From running the following cell, general property extraction and CoV is performed to extract details from the literature that are relevant in synthesis extraction such as:
- CSD Reference Code
- Metal precursor
- Linker
- Solvent used for synthesis
- Temperature of reaction
- Reaction time
- The synthesis procedure itself
- Reference (DOI)

In [25]:
# Process in batches, but stop after processing batch_size MOFs
for batch_start in range(0, total_remaining, saving_every):
    if total_processed >= batch_size:
        break  # Stop execution when batch_size MOFs are processed

    batch_df = remaining_df.iloc[batch_start:batch_start + saving_every]
    
    # Track number of rows before processing this batch
    prev_length = len(results["Reference"])

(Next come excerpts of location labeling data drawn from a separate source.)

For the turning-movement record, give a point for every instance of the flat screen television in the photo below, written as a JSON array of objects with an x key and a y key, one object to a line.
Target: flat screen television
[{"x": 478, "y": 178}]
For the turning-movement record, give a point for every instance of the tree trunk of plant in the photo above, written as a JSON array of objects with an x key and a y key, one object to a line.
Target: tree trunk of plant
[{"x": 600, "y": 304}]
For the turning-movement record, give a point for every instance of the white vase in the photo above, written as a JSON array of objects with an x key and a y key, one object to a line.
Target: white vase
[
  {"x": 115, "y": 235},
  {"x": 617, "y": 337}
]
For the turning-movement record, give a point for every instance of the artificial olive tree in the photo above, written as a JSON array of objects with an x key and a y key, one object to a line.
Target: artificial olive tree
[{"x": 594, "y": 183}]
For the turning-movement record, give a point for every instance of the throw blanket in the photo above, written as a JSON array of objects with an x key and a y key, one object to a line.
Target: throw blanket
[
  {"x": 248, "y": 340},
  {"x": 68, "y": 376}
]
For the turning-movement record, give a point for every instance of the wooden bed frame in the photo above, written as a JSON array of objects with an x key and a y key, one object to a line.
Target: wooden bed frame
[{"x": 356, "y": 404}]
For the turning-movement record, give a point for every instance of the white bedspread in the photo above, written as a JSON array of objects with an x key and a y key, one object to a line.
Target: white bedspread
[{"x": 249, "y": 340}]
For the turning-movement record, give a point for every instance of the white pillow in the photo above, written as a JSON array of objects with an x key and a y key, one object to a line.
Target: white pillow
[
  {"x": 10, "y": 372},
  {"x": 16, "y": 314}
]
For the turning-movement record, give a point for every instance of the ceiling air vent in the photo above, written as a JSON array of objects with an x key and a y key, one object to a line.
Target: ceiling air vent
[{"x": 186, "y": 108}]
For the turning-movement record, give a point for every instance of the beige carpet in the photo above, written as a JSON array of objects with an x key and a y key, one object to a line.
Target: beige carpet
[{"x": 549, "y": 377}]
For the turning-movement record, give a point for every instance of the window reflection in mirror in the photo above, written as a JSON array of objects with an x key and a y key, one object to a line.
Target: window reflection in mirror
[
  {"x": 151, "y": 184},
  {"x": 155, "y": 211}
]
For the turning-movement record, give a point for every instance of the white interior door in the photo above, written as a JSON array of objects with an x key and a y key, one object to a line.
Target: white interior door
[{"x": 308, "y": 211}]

    # Process each row in the batch
    for i, row in batch_df.iterrows():
        reference = row["DOI"]
        mof = row["MOF Name"]
        refcode = row["CSD Ref Code"]

        # Skip if refcode doesn't meet criteria
        if len(refcode) > 8 or refcode.lower() == "not provided":
            continue
        
        # Generate file name based on reference
        file_name = reference.replace("/", "_") + ".md"
        
        # Get synthesis extraction via agent response
        try:
            response = agent.agent_response(mof, file_name,
                                            SYNTHESIS_EXTRACTION, CoV=False, filtered=False,
                                            gen_extraction_structure=Synthesis,
                                            vector_store=os.path.join(input_folder, reference.replace("/", "_", 1)))
            synthesis_extraction = response

            # Append extracted synthesis data to results dictionary
            results["Metal Precursor"].append(getattr(synthesis_extraction, "metal_precursor", ""))
            results["Linker"].append(getattr(synthesis_extraction, "organic_linker", ""))
            results["Solvent"].append(getattr(synthesis_extraction, "solvent", ""))
            results["Temperature"].append(getattr(synthesis_extraction, "temperature", ""))
            results["Reaction Time"].append(getattr(synthesis_extraction, "reaction_time", ""))
            results["Synthesis Procedure"].append(getattr(synthesis_extraction, "synthesis_procedure", ""))
            results["Additional Conditions"].append(getattr(synthesis_extraction, "additional_conditions", ""))
            results["Justification"].append(getattr(synthesis_extraction, "justification", ""))
            results["Reference"].append(reference)
            results["CSD Ref Code"].append(refcode)
            
            total_processed += 1  # Increment the count of processed MOFs
            
            # Stop early if batch_size limit is reached
            if total_processed >= batch_size:
                break  

        except Exception as e:
            print(f"Error processing row {i} with DOI {reference}: {e}")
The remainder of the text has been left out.